As a challenge I’m going to complete a post before I get to the city this morning, so beware: coherency, intelligence, and an actual topic are optional for this post.

Today I’m doing training, which means that I get to take a class on something and then do all the work that I would have been doing had I not been in the class. I’m going to be learning about the parts of Boost that are planned for inclusion in the new C++ spec. I know, I know, riveting material here. Actually, I’ve been looking forward to it a lot; Boost is one of those things that I totally ignore until I need something, and when I do need something Boost usually has it, in an elegant, robust way.

But that’s not all: today my empire at work becomes complete. My new hire gets moved to the desk across from me, and in the process scores a window seat on his third week with the firm. I told you people to submit a resume; perks abound.

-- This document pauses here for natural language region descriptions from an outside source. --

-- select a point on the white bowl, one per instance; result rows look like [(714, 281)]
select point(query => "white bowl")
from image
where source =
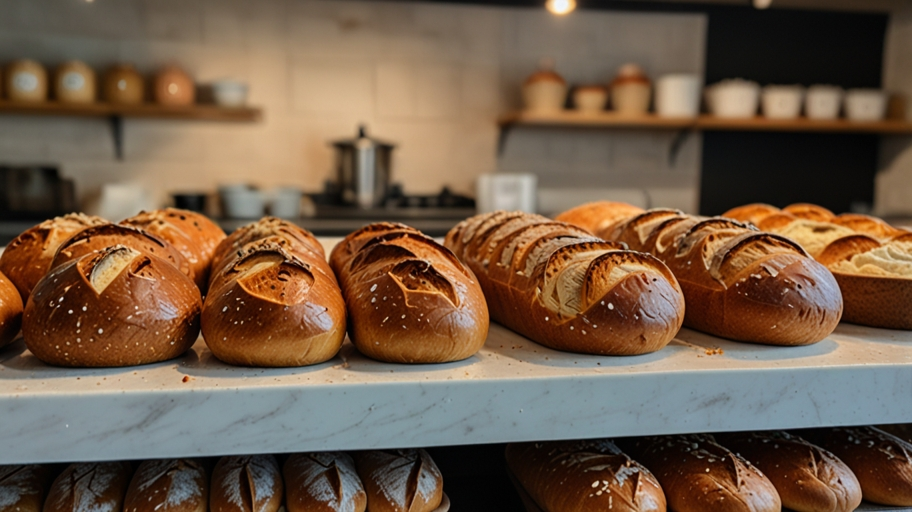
[(866, 104), (782, 101), (823, 102)]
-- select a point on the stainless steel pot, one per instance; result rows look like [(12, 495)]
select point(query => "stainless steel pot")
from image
[(363, 169)]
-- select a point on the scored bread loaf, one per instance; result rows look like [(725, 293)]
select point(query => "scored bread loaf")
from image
[(274, 302), (10, 310), (698, 475), (400, 480), (562, 287), (90, 487), (323, 482), (410, 300), (23, 487), (246, 484), (168, 485), (28, 257), (807, 477), (738, 283), (584, 476), (114, 307), (190, 233), (882, 462)]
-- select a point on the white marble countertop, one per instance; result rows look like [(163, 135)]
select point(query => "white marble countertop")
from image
[(512, 390)]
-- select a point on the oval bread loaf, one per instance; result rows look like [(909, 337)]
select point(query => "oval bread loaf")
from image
[(560, 286), (114, 307), (90, 487), (400, 480), (584, 476), (409, 299), (698, 475), (323, 482), (168, 485), (23, 487), (28, 257), (738, 283), (882, 462), (807, 477), (246, 484)]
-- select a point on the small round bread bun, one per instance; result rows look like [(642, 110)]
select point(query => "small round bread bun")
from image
[(28, 258), (114, 307)]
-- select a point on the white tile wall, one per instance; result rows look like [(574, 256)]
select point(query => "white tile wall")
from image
[(431, 77)]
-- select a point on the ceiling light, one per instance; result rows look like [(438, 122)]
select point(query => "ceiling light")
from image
[(560, 7)]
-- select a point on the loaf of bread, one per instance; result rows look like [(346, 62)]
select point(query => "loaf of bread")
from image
[(323, 482), (739, 283), (400, 480), (409, 299), (90, 487), (191, 233), (10, 310), (168, 485), (698, 475), (28, 257), (23, 487), (114, 307), (274, 302), (807, 477), (882, 462), (246, 484), (584, 476), (562, 287)]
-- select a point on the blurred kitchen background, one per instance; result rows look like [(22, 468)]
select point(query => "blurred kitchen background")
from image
[(443, 82)]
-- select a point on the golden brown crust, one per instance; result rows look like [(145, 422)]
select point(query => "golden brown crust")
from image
[(323, 482), (90, 487), (698, 475), (246, 484), (115, 307), (10, 311), (28, 257), (567, 290), (807, 477), (23, 487), (584, 476), (881, 462), (400, 480), (409, 299), (168, 485)]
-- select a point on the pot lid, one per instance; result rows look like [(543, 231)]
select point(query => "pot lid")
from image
[(362, 141)]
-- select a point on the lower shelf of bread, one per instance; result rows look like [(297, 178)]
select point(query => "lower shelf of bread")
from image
[(513, 390)]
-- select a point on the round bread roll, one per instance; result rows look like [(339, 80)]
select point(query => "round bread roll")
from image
[(10, 311), (400, 480), (23, 487), (96, 238), (191, 233), (323, 482), (807, 477), (246, 484), (90, 487), (114, 307), (28, 258), (168, 485), (409, 299), (273, 308)]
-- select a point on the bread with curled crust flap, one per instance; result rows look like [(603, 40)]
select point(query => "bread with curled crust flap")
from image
[(410, 300), (567, 289)]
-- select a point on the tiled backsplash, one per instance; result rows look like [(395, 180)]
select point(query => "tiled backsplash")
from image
[(433, 78)]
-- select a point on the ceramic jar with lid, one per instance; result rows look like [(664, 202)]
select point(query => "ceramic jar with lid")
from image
[(74, 82), (631, 90), (26, 80), (123, 85), (174, 87)]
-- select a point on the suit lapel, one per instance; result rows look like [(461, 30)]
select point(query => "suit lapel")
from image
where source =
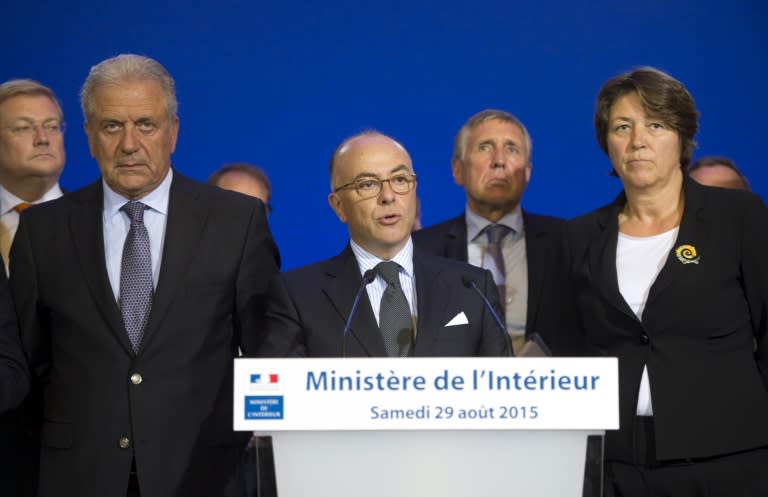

Ah, well. I finally feel like I’m making real progress again, and moving forward feels good. Between that and the springtime warmup, I’ve gotta say, things are well.

The Shoulders Of Giants

Yesterday I took advantage of an opportunity to meet Scott Meyers and listen to him give a talk on one of his current pet projects, which involved the use of some creative C++ template meta-programming tricks to, as he put it, “generalize const“.

The talk was a lot of fun for a number of things: one, it got me thinking about the continuum between a code segment’s state of being ( having this feature ), through documenting that state as intentional (it *should* have this feature), to explicitly enforcing the requirement of that feature. Another was that it was very heartening to see the author of Effective C++ and Effective STL bang his brain against the complexity of Template Metaprogramming — now I don’t feel quite so bad when I’m digging in the bowels of boost::python or boost::mpl and end up staring at the screen and drooling — Scott’s been there too.

It also got me thinking about how iterative technology really is. Truly ‘revolutionary’ technology isn’t technically revolutionary — it’s an incremental improvement from the previous technical iteration. What makes it revolutionary is what it enables in real life. I write code all the time that uses things like std::sort, which is a relatively simple thing in itself, but it depends upon all the other things — the containers, the memory allocation, the memory manager, the bit order, the instruction set, and so on and so on down to the bare transistors simply behaving as expected. Good ol’ std::sort wouldn’t be very useful without that stuff — and each of those things were minor revolutions of their times — we’ve built on them and created meta-stuff, with meta-meta-stuff to specialize the meta-stuff.

So today I can do template magic to make the compiler do some extra work for me, and object-orientation to make my programs reflect the real world better, and I didn’t have to figure out all the details of how to make those things happen. I just had to learn how the giants before me organized it so I can reuse it.

Someday, perhaps, something that I build will be like that for someone else, a problem that I poke and prod until I come up with a solution will become another std::sort for someone to grab onto and turn a task from impossible to possible, and from possible to simple.

Whenever that happens, though, it’ll still be standing on the foundation laid by the giants who came before.